What's the single most important management practice in producing tobacco plants in a greenhouse? Frequent inspection, says Miller.

“You've got to practically live with them,” he says. “We inspect ours five to 10 times a day.”

In Tennessee, Shawn Light of Rogersville looks to produce varieties that will help him spread out harvest. He is planting three varieties this season, and they are all of different maturities.

"We plant KY 14 x L8 early, in sod grounds, and cut it in July,” he says. “KT 206 is later in maturity. We try to cut it in September. Hopefully, we can cut NC 7 somewhere in between. If you plant only one variety, you may have trouble getting it all cut on time."

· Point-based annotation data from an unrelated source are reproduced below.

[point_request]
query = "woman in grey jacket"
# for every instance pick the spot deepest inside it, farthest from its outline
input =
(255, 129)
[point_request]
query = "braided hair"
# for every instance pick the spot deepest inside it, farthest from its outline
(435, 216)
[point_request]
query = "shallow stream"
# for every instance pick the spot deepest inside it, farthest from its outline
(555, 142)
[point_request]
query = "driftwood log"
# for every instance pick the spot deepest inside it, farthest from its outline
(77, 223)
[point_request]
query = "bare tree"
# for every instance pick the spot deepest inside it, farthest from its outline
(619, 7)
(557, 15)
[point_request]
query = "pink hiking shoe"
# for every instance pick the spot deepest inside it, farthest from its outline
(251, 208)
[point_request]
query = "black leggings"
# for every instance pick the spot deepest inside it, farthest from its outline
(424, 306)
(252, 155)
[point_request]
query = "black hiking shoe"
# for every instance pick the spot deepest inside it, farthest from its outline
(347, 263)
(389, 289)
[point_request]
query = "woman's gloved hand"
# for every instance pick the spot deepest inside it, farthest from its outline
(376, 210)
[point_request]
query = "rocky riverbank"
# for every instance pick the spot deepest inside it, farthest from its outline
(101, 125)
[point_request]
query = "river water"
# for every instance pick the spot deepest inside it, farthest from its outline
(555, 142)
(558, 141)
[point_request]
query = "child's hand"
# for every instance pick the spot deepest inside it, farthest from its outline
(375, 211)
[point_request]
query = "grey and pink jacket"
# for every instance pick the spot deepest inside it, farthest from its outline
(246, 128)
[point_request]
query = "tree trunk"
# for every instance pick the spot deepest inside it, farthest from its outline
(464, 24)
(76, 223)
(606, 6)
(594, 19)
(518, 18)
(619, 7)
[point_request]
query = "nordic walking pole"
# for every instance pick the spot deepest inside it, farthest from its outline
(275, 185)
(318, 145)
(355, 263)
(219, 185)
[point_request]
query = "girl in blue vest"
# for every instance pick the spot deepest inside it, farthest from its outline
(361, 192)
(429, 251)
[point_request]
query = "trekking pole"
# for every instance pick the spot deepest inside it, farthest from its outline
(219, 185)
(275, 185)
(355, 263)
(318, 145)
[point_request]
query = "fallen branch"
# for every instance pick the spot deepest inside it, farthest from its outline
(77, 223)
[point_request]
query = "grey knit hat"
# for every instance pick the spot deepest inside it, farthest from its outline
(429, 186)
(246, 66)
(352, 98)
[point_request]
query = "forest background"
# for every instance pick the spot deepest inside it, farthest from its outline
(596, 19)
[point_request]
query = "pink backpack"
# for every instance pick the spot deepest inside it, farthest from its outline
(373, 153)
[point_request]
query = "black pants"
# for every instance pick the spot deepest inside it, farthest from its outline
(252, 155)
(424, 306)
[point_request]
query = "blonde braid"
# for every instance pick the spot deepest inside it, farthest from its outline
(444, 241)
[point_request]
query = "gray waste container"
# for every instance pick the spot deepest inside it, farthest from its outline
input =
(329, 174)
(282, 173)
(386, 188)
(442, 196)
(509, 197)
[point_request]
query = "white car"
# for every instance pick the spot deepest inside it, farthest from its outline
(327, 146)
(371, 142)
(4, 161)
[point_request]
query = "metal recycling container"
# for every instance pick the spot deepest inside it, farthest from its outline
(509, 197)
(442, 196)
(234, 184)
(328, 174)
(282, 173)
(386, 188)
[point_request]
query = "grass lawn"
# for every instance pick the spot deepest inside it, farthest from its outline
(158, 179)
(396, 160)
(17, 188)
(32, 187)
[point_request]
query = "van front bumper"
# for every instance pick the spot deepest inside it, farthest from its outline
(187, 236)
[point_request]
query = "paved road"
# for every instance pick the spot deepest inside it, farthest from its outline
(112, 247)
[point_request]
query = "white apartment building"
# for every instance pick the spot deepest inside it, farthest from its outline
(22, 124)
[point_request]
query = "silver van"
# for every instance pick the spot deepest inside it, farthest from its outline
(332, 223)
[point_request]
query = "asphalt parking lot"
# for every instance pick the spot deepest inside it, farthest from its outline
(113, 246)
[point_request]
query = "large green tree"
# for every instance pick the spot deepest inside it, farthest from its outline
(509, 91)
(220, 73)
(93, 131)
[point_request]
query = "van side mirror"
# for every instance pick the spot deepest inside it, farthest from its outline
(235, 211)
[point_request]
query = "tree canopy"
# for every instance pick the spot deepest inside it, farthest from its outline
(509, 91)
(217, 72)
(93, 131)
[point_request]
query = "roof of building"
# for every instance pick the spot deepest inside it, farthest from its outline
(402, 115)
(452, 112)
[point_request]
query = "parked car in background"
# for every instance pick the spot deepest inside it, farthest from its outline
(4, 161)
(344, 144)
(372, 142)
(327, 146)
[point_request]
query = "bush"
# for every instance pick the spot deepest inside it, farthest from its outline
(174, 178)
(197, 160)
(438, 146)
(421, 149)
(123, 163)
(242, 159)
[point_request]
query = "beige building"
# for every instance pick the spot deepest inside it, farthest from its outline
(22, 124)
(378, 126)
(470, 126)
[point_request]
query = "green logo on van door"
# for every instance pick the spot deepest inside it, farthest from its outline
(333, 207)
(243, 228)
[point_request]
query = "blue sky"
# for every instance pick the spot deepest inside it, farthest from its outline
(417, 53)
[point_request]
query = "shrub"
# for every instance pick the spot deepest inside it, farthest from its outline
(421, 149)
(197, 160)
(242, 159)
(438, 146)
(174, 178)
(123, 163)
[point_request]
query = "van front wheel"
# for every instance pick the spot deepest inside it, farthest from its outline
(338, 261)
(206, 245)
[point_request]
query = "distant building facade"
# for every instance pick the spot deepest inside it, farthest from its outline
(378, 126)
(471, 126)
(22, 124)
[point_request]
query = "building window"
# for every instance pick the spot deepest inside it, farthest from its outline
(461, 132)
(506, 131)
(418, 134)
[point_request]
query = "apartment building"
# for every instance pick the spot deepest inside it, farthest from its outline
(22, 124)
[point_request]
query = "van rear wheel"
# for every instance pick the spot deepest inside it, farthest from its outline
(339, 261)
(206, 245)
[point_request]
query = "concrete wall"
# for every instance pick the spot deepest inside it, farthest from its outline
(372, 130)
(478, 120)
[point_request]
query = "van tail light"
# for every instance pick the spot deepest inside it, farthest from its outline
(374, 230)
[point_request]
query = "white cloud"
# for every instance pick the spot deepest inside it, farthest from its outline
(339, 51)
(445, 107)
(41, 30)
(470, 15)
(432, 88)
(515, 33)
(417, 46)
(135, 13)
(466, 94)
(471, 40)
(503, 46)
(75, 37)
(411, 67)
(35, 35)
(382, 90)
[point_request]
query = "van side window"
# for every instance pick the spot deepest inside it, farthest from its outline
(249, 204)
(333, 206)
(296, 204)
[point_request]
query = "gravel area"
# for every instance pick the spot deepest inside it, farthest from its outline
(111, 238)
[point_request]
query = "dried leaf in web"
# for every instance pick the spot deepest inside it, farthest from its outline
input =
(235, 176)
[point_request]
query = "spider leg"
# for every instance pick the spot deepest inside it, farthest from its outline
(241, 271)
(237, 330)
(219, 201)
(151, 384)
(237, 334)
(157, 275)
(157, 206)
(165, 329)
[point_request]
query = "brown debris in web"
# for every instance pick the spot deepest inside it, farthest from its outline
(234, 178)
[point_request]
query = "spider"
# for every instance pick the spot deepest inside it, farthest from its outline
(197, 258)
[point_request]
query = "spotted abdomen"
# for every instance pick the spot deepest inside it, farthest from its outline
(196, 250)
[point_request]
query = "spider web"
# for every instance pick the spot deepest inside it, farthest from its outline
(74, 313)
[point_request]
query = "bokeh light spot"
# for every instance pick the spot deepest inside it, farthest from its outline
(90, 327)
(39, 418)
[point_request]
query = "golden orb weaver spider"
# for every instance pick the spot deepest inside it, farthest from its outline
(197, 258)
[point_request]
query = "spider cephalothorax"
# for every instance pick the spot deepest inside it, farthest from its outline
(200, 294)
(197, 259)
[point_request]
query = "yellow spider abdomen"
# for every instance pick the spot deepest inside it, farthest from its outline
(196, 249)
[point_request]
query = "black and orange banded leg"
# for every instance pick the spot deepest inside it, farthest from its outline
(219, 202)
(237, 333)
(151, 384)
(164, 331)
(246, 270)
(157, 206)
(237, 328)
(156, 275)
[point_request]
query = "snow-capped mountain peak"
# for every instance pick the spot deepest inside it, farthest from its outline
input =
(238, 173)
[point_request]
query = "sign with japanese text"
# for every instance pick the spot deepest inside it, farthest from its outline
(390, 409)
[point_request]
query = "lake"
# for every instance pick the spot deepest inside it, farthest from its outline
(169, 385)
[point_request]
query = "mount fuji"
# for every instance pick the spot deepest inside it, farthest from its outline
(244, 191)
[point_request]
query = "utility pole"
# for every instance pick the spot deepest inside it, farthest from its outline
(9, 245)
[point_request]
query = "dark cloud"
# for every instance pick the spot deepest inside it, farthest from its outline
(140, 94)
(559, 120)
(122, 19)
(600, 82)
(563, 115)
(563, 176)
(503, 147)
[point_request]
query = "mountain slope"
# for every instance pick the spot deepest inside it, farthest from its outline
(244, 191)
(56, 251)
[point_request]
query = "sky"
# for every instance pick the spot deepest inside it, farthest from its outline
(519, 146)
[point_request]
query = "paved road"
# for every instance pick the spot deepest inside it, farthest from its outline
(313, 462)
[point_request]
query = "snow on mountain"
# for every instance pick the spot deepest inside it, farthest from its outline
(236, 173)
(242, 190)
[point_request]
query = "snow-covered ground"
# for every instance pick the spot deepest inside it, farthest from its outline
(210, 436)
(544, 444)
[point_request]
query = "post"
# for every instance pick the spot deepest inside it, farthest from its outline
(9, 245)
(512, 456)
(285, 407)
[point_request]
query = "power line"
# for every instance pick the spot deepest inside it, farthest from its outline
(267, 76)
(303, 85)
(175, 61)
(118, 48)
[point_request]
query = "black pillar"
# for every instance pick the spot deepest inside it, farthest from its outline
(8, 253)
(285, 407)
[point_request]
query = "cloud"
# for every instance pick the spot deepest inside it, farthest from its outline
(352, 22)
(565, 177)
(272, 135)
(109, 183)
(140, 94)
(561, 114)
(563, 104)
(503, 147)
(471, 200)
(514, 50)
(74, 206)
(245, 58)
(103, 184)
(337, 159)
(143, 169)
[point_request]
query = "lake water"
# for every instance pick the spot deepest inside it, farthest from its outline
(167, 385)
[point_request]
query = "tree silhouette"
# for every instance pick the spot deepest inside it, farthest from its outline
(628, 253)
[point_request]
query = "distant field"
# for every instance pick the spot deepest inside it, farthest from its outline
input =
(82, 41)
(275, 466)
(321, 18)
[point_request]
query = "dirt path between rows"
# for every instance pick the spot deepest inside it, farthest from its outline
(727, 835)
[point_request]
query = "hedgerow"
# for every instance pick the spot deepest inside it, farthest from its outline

Denton says that KT 206 along with KT 209 have become very popular in Tennessee, as has its sister variety KT 209. KT 210 and some TN 90 are still significantly planted, and there will still be a lot of KY 14 x L8 on farms where black shank isn't a problem.

The outlook for burley produced in the Appalachians seems pretty good now, says Peek. “Every grower who wanted a contract this year got one. The demand for the kind of tobacco we grow here is pretty good.”

“There has been a shift in preference among cigarette manufacturers in favor of the Appalachian style of leaf,” adds Denton.

There was some fear production in the area might be disrupted when Altria closed its receiving station in Midway, Tenn., near Greeneville. The station handled a large volume of burley.

But Peek says the closing hasn't caused the disruption that was initially feared. Other companies have increased their orders.

R.J. Reynolds took up some of the slack, as the Burley Stabilization Corporation took up much of the rest. A few growers are committed enough to Altria to make the long trip to the company's nearest station, in Danville, Ky.